Gazeta do Povo em 12.07.2013

Em 2011, no Canadá, um grupo de mulheres saiu às ruas para gritar “basta!” à cultura da violência que, além do mais, faz das vítimas as culpadas pelas agressões: “Ninguém mandou se vestir como uma vadia!” Eis a lógica machista, que não apenas justifica, mas atenua e torna natural a violência. A cada dia milhares de mulheres são assassinadas, violadas, espancadas, humilhadas, apenas por serem mulheres. Os agressores são homens criados na cultura da violência e do machismo.
O movimento feminista sempre lutou contra tais violências, de modo que a novidade da Marcha das Vadias é sua estratégia do combate. Se a violência masculina culpa a mulher agredida, chamando-a de vadia, então será preciso inverter os sinais e fazer da denúncia da violência uma arma de afirmação do poder feminino. Foi assim que a Marcha das Vadias se apoderou do termo “vadia” e fez dele um poderoso instrumento de poder.

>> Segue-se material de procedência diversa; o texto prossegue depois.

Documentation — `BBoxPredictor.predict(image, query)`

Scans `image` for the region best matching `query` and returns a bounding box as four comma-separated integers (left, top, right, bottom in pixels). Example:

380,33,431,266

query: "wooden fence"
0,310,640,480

A Marcha das Vadias que ocorre em Curitiba amanhã é a culminação de um conjunto de discussões, ações jurídicas, além de ações educativas nas escolas e universidades.
A Marcha é um multifacetário coletivo feminista de combate às violências de gênero, que atingem também a população LGBT (lésbicas, gays, bissexuais, travestis e transexuais). Ela nos ensina que fazer política é ocupar as ruas e praças com corpos vestidos e desnudos, que se fazem presentes para exigir uma outra vida. Queremos poder transitar pelas cidades a qualquer hora, com qualquer traje, independentemente da orientação sexual, da identidade de gênero, do pertencimento de classe e raça/etnia, sem sermos violentadas, agredidas, mortas.
Também lutamos por direitos já tão restringidos e que correm o risco de ser retirados, como no caso do Estatuto do Nascituro, que faz do embrião um sujeito de direito e usurpa à mulher o direito conquistado de abortar em decorrência de um estupro. Para não falar na urgência de se legalizar o aborto e transformá-lo em prática segura. Por tudo isso, “se ser vadia é ser livre, então eu sou vadia!”
A vadia liberta é aquela que ama seu corpo como ele é e faz dele o suporte da denúncia de todas as violências. E é incrível que uma perna ou um seio à mostra sejam mais escandalosos que a despudorada tolerância com que cobrimos a violência que dilacera o corpo feminino. Algumas mulheres ainda se incomodam com a denominação de vadia, pois foram ensinadas a fugir dela a todo custo. O problema é que nunca houve para onde fugir do machismo, que tem de ser combatido invertendo-se as regras do jogo, embaralhando-se as cartas, dando-se as cartas. Não tardará e também elas se juntarão aos homens que já agora se afirmam feministas e “vadios”, participantes da Marcha. A luta das mulheres feministas é a luta de todos e todas que compreenderam a dignidade do combate à violência e à discriminação de gênero. Amanhã, a partir das 11 horas, venha para a Praça da (agora) Mulher Nua: uma “vida vadia” é mais alegre e interessante que ficar repetindo preconceitos e violências.
Maria Rita de Assis César, professora do Setor de Educação e do programa de pós-graduação em Educação da UFPR, é coordenadora do Laboratório de Investigação sobre Corpo, Gênero e Subjetividade na Educação (Labin).